On est toujours à un clic d’une nouvelle information et on a plus de difficulté à faire de l’introspection, à chercher en nous ce qu’on ressent. C’est si facile de se perdre dans les millions d’articles, de billets et de chroniques sur les trucs faciles pour changer de métier. Mais changer pour changer, ça n’a jamais donné de très bons résultats. Choisir, ça implique connaître, ça sous-entend une analyse des options, ça demande une réflexion.
Hors, on dirait que le processus de réflexion n’est pas très populaire aujourd’hui. Tout va vite et tout change rapidement alors réfléchir, ça semble archaïque. Mais pourtant, pour bien entendre la petite voix en soi qui donne écho à notre instinct, on doit se poser, arrêter de courir. Et je sais que c’est difficile avec nos vies de fou, avec nos rythmes effrénés et nos milliers de choses à faire. Mais c’est nécessaire.
J’aurais envie de m’asseoir avec cette jeune femme déboussolée pour lui demander ce qui l’a fait vibrer dernièrement, ce qui a mis un sourire sur son visage, ce qu’elle aime faire pendant des heures sans réfléchir ou sans voir le temps passer. C’est dans ces expériences qu’on trouve ce qui nous nourrit. Et j’aimerais lui dire qu’il faut cesser de croire que le boulot, c’est la vie. C’est ce qui paie les factures, oui, mais ce n’est pas ce qui nous définit. La glorification du travail, c’est out, ok?
La première question que l’on pose à quelqu’un ne devrait pas être « que fais-tu dans la vie? » mais bien « qui es-tu? » ou même « qu’aimes-tu? ». Nos passions, nos intérêts ou nos talents me semblent plus importants que ce qu’on fait entre 9 h et 17 h. Tant mieux si c’est notre métier mais c’est rare et il ne faut surtout pas se sentir coupable de ne pas marier les deux.

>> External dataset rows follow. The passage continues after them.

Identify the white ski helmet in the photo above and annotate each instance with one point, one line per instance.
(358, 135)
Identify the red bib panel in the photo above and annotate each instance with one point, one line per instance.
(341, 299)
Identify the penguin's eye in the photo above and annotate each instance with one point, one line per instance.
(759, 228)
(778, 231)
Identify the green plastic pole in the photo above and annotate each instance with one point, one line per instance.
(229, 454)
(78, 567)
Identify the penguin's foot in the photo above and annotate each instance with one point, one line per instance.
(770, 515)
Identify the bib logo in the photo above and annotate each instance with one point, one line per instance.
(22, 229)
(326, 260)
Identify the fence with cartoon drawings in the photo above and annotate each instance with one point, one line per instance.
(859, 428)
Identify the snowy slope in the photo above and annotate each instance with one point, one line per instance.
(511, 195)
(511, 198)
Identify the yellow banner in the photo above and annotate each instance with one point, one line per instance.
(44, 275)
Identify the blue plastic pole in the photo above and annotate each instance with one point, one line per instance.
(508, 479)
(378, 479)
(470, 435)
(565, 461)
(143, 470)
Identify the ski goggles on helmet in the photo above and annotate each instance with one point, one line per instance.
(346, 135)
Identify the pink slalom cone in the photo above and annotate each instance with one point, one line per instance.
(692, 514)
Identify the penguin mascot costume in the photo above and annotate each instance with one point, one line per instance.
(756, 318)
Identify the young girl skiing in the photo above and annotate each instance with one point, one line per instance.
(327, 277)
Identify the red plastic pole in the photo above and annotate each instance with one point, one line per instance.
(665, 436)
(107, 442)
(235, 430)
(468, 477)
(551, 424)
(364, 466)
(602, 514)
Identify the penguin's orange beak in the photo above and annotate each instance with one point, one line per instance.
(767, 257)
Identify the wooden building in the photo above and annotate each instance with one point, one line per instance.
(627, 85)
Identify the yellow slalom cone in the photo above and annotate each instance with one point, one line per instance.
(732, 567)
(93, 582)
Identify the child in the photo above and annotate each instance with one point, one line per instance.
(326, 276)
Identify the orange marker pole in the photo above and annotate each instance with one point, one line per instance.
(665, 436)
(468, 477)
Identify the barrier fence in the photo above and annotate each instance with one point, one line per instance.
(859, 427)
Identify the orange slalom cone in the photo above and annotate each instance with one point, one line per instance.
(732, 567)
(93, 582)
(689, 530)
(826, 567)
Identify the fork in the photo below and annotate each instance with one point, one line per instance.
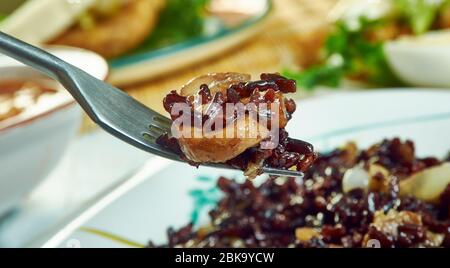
(110, 108)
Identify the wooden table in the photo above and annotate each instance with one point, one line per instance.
(280, 45)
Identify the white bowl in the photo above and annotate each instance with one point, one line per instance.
(31, 144)
(421, 61)
(37, 21)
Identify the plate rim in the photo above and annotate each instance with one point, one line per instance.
(126, 61)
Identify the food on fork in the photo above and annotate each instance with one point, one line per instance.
(18, 97)
(348, 198)
(236, 121)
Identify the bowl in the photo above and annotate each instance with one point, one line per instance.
(32, 142)
(421, 61)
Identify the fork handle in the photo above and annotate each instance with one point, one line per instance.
(32, 56)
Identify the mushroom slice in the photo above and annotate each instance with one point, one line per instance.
(215, 81)
(427, 184)
(217, 147)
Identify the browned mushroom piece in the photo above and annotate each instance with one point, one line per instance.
(226, 134)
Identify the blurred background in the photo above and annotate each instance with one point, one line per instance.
(149, 47)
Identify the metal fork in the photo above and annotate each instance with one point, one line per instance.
(109, 107)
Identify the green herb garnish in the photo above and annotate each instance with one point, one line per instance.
(179, 21)
(354, 52)
(348, 52)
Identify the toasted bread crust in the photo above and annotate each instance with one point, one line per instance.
(120, 33)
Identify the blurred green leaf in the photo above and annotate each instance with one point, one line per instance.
(179, 21)
(420, 14)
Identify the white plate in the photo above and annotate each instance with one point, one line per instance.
(157, 197)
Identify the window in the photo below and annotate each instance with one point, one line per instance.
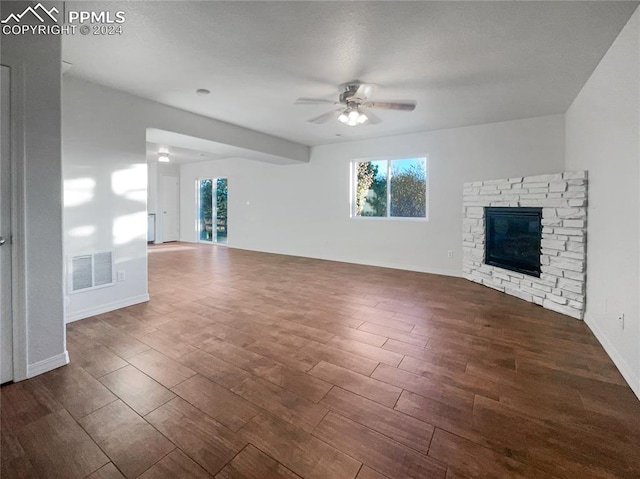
(390, 188)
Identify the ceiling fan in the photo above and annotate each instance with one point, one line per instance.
(355, 105)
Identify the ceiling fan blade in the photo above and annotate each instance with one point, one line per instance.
(405, 105)
(314, 101)
(373, 119)
(323, 118)
(363, 92)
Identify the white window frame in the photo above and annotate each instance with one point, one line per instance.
(353, 178)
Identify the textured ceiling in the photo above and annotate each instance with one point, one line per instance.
(464, 62)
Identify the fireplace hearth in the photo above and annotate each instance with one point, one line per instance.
(512, 239)
(542, 260)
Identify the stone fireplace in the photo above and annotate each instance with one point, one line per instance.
(561, 200)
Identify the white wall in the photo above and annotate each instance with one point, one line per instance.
(603, 136)
(36, 104)
(304, 209)
(105, 179)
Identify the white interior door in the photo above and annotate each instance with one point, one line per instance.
(170, 208)
(6, 330)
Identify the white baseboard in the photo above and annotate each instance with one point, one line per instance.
(47, 365)
(623, 366)
(105, 308)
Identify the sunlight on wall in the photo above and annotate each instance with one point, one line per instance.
(78, 191)
(126, 228)
(131, 183)
(82, 231)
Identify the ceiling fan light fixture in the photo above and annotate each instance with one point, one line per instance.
(352, 116)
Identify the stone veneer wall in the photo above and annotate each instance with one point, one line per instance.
(563, 199)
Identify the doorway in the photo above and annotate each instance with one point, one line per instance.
(212, 210)
(6, 320)
(170, 209)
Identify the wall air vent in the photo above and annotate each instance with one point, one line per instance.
(90, 271)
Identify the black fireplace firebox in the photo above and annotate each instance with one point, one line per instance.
(512, 239)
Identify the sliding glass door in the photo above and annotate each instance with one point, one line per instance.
(212, 210)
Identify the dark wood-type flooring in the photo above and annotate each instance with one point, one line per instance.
(247, 365)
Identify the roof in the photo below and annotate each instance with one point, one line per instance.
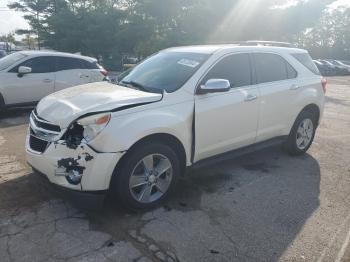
(211, 49)
(54, 53)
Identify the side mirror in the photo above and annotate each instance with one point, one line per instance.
(22, 70)
(215, 86)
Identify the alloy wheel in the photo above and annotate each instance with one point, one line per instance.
(151, 178)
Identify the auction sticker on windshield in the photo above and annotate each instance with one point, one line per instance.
(188, 62)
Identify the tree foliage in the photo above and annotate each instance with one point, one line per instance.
(111, 28)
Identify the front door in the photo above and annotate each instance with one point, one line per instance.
(227, 121)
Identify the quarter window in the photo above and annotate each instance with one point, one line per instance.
(271, 67)
(235, 68)
(39, 65)
(67, 63)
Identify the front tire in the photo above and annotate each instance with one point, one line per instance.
(147, 175)
(302, 133)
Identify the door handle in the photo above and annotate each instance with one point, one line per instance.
(250, 97)
(294, 87)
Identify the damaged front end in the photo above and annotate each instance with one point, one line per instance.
(67, 154)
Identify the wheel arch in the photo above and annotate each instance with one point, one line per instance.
(163, 138)
(313, 108)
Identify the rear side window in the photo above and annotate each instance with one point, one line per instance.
(305, 60)
(271, 67)
(69, 63)
(39, 65)
(235, 68)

J’aime savoir ce que les gens ont lu ou écouté comme musique récemment. Ou même quels plats ils ont cuisinés dans les derniers jours. À mes yeux, un panier d’épicerie en dit plus long qu’un cv sur une personne. (Je serais curieuse de voir l’effet dans une entrevue d’une telle question d’ailleurs! Au lieu de la sempiternelle question suivante : tu te vois où dans 5 ans?)
Nos valeurs ne sont pas souvent mises en lumière dans notre travail où l’on tente de nous conformer et nous insérer dans un moule bien défini. C’est dans notre vie, notre quotidien, nos temps libres qu’on est le plus soi-même. Alors demandons-nous ce qu’on aime y faire pour mieux choisir ce qu’on veut faire du reste de notre vie. Choisir sa vie, ce n’est pas choisir un métier. C’est choisir ce qu’on veut ressentir en se levant le matin.